I refer my hon. Friend to the statement I made in the House on 6 December. I then announced savings of 39,000 posts; of these some 28,000 will be non-industrial. There are further studies going on in a number of Departments which will result in savings, and, in addition, I told the House on 14 March that there would be a further 2½ per cent. additional saving in manpower costs in 1980–81.

Will my hon. Friend confirm that the annual turnover among non-industrial civil servants is currently running at 11½ per cent? If that is the figure, is it not true that the numbers of non-industrial civil servants, if Parliament so willed it, could be reduced sub- stantially without causing redundancies or forced resignations? If that is so, will my right hon. Friend encourage a national debate about how many civil servants we should have?

My hon. Friend is broadly right. Wastage is approximately 11 per cent. The approximate figures are 8 per cent. wastage and 3 per cent. retirement. I confirm that savings of the kind that I have announced can be achieved, I hope, with few redundancies. We are certainly not looking for redundancies.

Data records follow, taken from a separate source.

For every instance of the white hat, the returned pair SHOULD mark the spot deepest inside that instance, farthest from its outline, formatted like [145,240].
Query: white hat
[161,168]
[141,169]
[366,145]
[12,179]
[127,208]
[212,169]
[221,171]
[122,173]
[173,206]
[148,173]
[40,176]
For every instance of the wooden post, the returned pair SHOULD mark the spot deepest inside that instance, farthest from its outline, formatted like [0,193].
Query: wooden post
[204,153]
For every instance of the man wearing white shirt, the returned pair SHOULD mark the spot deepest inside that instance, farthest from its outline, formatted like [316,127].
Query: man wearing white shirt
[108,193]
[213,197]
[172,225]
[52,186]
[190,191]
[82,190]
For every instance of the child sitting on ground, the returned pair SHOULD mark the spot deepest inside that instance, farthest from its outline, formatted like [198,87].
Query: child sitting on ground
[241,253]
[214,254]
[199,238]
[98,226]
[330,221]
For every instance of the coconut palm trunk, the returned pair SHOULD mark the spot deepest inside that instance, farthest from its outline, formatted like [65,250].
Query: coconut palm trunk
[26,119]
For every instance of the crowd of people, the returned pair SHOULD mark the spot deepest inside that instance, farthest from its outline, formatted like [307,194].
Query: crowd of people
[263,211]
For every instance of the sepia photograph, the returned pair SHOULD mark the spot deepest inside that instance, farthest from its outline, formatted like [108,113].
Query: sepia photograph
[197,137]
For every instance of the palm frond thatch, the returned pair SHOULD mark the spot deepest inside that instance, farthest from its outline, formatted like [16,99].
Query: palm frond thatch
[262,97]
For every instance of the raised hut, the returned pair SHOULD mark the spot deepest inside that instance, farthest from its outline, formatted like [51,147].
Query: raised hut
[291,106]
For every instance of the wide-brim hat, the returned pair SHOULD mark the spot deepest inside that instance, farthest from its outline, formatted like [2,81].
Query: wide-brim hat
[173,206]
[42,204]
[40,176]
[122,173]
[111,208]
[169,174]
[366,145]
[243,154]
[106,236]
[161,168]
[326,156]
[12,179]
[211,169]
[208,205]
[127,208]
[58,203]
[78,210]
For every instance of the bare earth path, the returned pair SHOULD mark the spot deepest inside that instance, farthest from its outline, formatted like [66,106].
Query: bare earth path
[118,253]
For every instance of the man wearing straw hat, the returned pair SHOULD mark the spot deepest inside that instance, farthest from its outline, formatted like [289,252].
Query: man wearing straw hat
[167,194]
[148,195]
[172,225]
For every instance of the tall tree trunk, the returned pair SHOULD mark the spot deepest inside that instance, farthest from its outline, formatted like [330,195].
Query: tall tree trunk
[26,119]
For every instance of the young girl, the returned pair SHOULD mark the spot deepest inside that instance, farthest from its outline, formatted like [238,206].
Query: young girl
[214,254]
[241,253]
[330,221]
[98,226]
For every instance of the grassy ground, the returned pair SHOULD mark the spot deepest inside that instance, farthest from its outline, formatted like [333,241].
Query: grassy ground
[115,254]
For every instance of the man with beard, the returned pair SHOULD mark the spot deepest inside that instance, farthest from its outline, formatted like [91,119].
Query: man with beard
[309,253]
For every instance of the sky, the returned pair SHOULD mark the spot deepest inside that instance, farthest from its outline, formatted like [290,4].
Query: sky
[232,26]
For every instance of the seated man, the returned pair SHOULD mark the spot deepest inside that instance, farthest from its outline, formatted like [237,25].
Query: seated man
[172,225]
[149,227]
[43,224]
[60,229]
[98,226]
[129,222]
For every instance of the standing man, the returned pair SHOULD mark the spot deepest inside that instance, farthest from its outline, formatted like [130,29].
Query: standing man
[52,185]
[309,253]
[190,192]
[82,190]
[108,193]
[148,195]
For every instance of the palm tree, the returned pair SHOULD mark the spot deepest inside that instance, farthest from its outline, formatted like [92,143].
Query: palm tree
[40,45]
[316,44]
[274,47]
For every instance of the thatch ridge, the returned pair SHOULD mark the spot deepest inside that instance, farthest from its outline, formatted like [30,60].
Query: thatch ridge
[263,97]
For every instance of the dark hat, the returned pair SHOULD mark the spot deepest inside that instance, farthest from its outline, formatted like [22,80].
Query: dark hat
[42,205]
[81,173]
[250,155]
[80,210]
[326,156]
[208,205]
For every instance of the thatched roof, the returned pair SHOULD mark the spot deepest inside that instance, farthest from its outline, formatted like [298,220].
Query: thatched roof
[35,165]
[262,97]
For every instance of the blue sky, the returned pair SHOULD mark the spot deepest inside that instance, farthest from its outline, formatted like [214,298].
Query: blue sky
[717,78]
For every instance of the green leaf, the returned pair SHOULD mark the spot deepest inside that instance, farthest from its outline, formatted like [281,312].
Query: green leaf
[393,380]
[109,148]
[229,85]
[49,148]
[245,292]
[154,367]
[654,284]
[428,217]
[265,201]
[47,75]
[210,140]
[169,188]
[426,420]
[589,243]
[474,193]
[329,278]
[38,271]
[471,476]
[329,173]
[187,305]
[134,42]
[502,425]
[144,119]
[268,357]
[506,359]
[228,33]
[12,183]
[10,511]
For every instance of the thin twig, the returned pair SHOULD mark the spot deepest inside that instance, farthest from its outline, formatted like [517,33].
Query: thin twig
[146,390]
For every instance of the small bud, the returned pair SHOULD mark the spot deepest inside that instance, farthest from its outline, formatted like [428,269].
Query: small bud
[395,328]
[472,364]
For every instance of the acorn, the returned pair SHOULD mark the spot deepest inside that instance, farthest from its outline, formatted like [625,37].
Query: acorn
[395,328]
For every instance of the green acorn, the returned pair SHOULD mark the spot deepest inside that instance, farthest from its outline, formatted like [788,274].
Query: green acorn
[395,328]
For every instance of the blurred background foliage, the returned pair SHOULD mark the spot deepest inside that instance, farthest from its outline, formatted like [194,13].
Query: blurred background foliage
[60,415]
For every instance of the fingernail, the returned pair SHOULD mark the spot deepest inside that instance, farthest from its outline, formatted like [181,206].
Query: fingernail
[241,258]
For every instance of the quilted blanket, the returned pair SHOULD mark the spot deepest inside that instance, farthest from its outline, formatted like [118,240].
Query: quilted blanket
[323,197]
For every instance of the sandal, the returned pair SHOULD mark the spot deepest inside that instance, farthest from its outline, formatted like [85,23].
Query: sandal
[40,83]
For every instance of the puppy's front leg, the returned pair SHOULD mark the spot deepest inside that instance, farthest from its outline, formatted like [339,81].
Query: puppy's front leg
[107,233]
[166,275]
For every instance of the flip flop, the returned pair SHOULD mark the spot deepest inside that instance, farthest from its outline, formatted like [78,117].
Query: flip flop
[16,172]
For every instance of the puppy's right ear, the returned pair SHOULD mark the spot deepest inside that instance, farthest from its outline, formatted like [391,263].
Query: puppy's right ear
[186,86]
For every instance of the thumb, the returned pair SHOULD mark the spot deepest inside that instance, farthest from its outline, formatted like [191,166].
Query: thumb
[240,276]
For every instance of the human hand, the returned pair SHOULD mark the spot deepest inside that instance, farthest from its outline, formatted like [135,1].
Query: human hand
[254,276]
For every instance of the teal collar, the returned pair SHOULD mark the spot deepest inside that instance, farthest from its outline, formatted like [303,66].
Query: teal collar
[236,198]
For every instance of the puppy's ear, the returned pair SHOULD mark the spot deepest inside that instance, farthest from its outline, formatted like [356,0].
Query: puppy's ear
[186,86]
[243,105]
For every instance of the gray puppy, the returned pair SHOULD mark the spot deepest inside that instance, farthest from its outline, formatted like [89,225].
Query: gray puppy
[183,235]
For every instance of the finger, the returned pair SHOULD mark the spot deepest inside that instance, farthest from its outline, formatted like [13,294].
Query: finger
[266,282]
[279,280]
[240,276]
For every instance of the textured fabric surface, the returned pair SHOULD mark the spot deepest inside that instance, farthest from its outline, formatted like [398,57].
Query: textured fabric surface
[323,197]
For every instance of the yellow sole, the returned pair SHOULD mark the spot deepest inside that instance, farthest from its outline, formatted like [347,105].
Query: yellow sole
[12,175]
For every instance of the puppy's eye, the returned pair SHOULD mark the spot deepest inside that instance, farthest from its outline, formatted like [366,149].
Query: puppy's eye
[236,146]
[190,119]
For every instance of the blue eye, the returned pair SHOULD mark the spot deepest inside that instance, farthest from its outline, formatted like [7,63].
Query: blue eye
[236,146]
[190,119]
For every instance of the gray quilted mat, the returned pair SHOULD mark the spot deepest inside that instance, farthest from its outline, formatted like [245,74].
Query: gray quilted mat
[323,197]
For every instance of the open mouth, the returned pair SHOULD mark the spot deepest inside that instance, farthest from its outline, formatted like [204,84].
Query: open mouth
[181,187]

Is the Minister aware of a reply I received from the Treasury on Monday which indicates huge reductions in staff in the Inland Revnue? Is it not an interesting reflection on the priorities of this Government that they are employing 1,000 additional social security snoopers whereas the number of people available to tackle the much greater problem of tax evasion is being seriously reduced?

I am sure that the House would like to see fewer people employed both in the Inland Revenue and in the Department of Health and Social Security.

In that case there is a difference of opinion between the hon. Member for Keighley (Mr. Cryer) and me —not for the first time. I am glad to tell the House that the latest figures show that the Department of Health and Social Security employs 3,000 fewer staff than last year. The hon. Member's question is therefore based on a false premise.

When the Minister next examines the long-term plans for making savings in the Civil Service will he, in the light of the answers he gave to a question about the numbers of Government information officers, bear in mind that there has been no shrinkage, either in the number or the salaries of those information officers? The only shrinkage has been in the amount of information that has come forth.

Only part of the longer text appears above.